The volatility of cryptocurrency is the most important characteristic of this asset for traders and investors. Bitcoin and other coins can fluctuate several times a day, giving exchange members a constant chance of making a profit. There are several options to gamble on fluctuations in the value of the cryptocurrency, one of which is shorting.
Let's find out what is shorting crypto, how to short on exchanges and make money on short sales, what are the exposure of this market and how to avoid them.
Unlike a Selling Long strategy (or going long), a trader using short positions makes money not on the growth in the assets, but on their fall. To open a short position on an exchange means to borrow crypto and sell it at the current price. Any rated crypto exchange that allows shorting provides traders with several levels of debt above the available balance in the account.When the value falls, the trader buys the assets again, repays the debt, and profits from the difference in the purchase and selling price.
Since price reductions on cryptocurrency exchanges are inevitable, your aim is to anticipate the fall and make the transaction in one cryptocurrency against another in time. Other market participants lend to traders and receive a certain interest for this. The amount of interest depends on the term of the loan. On some exchanges, the loan process is automated and has fixed settings.
Gambling on the fall of crypto using only your intuition is an unnecessary risk. Traders should analyze the market and act only on the results of their research. Experienced participants know how to identify the periods when it is most profitable to open a deal and avoid taking risks without reasonable hope of success.
When using short positions, you should remember the basic rule - even if the value of the asset halves, you will not earn more than 50%, but if the price doubles, your losses will be 100%. Before shorting a position, study all influencing factors and check the informational background to see if any sharp rate increases are expected soon. Plus, many experienced traders when shorting, for fast transactions and minimize losses, use exchange bots, one of which is CryptoHopper.
Margin crypto trading. You borrow assets from a third party (broker) and make an exchange believing that your bet will pay off. Many crypto exchanges offer margin trades - Binance, Bitmex, and others.
Futures. Derivative contracts are contracts in which one party agrees to pay another a predetermined amount at some point in time. Thus, you acquire the right to buy a bitcoin or other crypto at a specified price in the future.
Betting markets. Some platforms allow you to make projections on value changes and earn income if your expectations are correct.

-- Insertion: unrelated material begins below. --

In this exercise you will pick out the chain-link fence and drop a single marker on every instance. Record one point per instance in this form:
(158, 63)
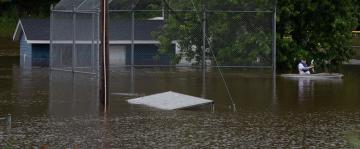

The most common method of shorting is margin trading on the exchange. This strategy allows the trader to use more money than he has at the moment. Accordingly, the potential profit will be higher than if he used an actual balance.
Most short trades on cryptocurrency exchanges are in BTC-dollar and ETH-dollar pairs. This makes sense, as these coins are in constant demand on the market. However, if you already have some experience in trading, you can use other assets - preferably those that are in stock trends. Experts advise making 40 per cent of transactions in BTC, 40 per cent in etherium, 20 per cent to invest in new ambitious currencies and another 20 per cent of the bank keep in dollars or euros. Don't get too carried away with small altcoins - demand for them can drop to zero. If you do not have more than 20% of these assets in your portfolio, you will recover your losses with traditional instruments.
Work only with reliable exchanges that have been on the market for many years. Study the reviews of the platform before depositing funds.
Do not invest more than a certain percentage of capital in a single position, even if the trade seems safe to you.
Buy crypto, only after a thorough analysis of the situation - do not make decisions based on emotions or dubious forecasts.
Shorting large amounts without experience is a dangerous idea, especially with little-known and new altcoins.
Don't wait for the perfect price for too long - remember that you will have to pay for using borrowed funds.
Pretty detailed and clear instructions on shorting techniques are available on the exchanges - be sure to study the introductory information and calculate all the risks before moving on to real trades and to shorting crypto for hedging or for speculation.
Shorting cryptocurrency turns the basic rule of trading "buy cheaper, sell higher" upside down. In shorting, a trader first sells it at a higher price and then buys it back cheaper. He makes a profit on the difference in price because the debt is repaid at the current value.
Trading short positions require an understanding of the market and an ability to predict the behaviour of the exchange rate. Before you start short-selling, you should learn how to manage risk and try your hand at simpler, more reliable trades, otherwise it could lead to maximum exposure on every trade.